There will be a tendency in Australia to write off the American night raid to capture Venezuelan President Nicholas Maduro as an isolated incident in South America with little local relevance. A combination of geographic distance, a focus on our immediate region, domestic concerns and a deep complacency about national security conspire together to lead Australians to this conclusion.
China will be studying the military execution of the raid to ensure it can match America’s capabilities.
That would be a mistake.
As the new year breaks, the team assembling the 2026 edition of Australia’s National Defence Strategy will be closing in on their final drafts and circulating them for comment among senior military, public service and political leaders. A key area of deliberation will be the future of the US alliance and what the the Trump administration means for force structure, AUKUS, infrastructure to support American forces, and the overall budget.
While discussions with our American partners will provide vital input into Australia’s National Defence Strategy, so too will the recently released US National Security Strategy. The Venezuela raid provides an insight into the Trump administration’s implementation of the Strategy because this operation hews to the priorities listed in it.
The Trump strategy places America’s western hemisphere first among its priorities. While heavily biased towards economic initiatives, the document also focuses on pushing back foreign influence. It notes that “non-Hemispheric competitors have made major inroads into our Hemisphere, both to disadvantage us economically in the present, and in ways that may harm us strategically in the future.”
Viewed through this lens, the Venezuela raid assumes a different meaning from the law enforcement operation that the US president described in his 3 January press conference. The Americans were asserting their primacy in the region, in the capital of a nation that had supported Russia’s operations in Ukraine and which had just completed meetings with senior Chinese diplomats hours before the raid commenced.
Unfortunately, the American demonstration of abiding by the priorities of the National Security Strategy could also be interpreted as the Trump administration being open to a “spheres of influence” approach to foreign policy. This has been the subject of much speculation in the past year. As a series of articles in Foreign Policy magazine argued:
the spheres-of-influence approach to grand strategy largely fell out of public discourse at the end of the Cold War, a time of great hope for globalization and multilateralism. But now, many analysts argue that under the second Trump administration—not to mention the regimes of Russian President Vladimir Putin and Chinese President Xi Jinping—it is back with a vengeance.
Australia is in tough position in such a world. Into whose sphere of influence does it fall, and does it get a choice? The NSS lists Asia listed as a priority for American security, and the US is reinvesting in its Asian alliances with Japan, Korea, the Philippines and Australia. But will America compete for, or cede to China, a sphere of influence in Asia? Sorting through the ramifications, and Australia’s security relationship with its key military ally, will be challenging for the authors of the National Defence Strategy.
Two other aspects of the raid will interest Australian strategists.
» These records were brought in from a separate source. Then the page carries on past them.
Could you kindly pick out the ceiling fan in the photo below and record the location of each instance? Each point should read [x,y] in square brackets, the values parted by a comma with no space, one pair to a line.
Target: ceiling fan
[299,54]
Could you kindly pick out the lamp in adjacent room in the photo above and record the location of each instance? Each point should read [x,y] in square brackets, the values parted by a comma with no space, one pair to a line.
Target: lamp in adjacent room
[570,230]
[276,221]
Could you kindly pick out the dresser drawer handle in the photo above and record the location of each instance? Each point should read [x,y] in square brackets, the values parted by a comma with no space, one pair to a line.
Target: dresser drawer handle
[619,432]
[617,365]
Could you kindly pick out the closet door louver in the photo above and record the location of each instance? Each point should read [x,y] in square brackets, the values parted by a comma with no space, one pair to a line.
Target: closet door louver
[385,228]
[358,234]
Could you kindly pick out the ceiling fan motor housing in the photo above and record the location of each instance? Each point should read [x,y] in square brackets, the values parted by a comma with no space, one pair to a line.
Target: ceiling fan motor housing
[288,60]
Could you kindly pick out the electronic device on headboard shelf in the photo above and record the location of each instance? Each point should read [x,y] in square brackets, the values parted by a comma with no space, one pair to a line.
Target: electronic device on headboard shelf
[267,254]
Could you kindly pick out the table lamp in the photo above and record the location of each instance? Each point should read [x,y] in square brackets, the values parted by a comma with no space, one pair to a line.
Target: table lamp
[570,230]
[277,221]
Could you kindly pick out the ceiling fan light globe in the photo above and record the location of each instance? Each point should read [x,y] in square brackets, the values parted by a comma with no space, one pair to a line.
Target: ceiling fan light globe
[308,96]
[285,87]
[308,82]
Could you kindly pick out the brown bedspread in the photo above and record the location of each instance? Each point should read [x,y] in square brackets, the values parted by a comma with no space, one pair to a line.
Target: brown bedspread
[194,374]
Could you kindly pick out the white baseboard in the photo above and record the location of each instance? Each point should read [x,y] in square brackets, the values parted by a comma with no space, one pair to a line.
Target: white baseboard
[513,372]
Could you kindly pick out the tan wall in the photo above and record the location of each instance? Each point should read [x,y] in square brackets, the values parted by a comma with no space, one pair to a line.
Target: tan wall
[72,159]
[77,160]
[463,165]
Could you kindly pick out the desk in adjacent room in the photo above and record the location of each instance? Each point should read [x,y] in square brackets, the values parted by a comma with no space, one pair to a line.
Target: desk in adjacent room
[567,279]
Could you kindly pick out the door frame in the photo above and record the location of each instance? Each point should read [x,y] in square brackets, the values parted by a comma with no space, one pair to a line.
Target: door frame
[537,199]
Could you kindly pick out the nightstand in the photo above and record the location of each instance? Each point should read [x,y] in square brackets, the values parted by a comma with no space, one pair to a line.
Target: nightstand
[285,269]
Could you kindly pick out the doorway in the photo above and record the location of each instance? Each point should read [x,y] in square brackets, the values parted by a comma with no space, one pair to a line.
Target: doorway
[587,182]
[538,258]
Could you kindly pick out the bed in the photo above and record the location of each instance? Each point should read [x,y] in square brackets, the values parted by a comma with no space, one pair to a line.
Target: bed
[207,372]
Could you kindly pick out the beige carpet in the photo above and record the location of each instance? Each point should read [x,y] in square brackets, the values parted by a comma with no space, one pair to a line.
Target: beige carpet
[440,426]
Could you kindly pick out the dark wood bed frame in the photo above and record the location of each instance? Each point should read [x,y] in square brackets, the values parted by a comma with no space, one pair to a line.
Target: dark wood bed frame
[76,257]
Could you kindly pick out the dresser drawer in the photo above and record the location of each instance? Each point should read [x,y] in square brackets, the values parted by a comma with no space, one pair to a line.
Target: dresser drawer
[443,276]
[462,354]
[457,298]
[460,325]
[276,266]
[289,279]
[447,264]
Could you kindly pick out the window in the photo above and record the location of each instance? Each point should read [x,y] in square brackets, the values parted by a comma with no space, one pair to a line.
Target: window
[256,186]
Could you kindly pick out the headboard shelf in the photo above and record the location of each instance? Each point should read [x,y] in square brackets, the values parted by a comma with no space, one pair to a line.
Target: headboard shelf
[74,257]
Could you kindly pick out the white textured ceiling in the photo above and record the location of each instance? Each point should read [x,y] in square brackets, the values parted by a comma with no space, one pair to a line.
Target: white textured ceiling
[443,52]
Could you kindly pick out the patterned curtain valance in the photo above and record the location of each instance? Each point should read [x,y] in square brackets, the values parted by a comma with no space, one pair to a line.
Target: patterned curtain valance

President Trump’s declaration that America will “run Venezuela in the transition” contradicts the “America First” inclinations of many in the new Republican party, and is an unclear objective with no strategy attached. There is no clear end-state other than the implication that the government of Venezuela should be anti-drug, pro-America, pro-business and keep the oil flowing. As a veteran of Iraq and Afghanistan, I have seen this slovenly strategic thinking about regime change and reconstruction before. It did not end well, and may result in a distracted America while China further builds its military, economic and diplomatic power. An obsession with tiny nations in South America could have a significant impact on the American competition with China.
As a veteran of Iraq and Afghanistan, I have seen this slovenly strategic thinking about regime change and reconstruction before.
Second, authoritarian leaders such as Xi, Putin and Kim will be newly energised. This raid provides them with the justification to target their own political enemies abroad. We might now assume they will keep this American raid in their arsenal of rhetorical weapons should they wish to do something similar. But they will also use it for short term cognitive warfare. China has already issued a statement about the Venezuela operation, noting it is “deeply shocked by and strongly condemns the U.S.’s blatant use of force against a sovereign state”.
China will be studying the military execution of the raid to ensure it can match America’s capabilities. The PLA may employ such tactics not only against Taiwan but in other regional countries where it is not satisfied that the political leadership is sufficiently inclined towards the PRC.
There will be many analyses of this raid in the coming weeks. For Australia, the geography is irrelevant. The improved comprehension of American strategic thinking is the vital issue. The insights are there if we care to look.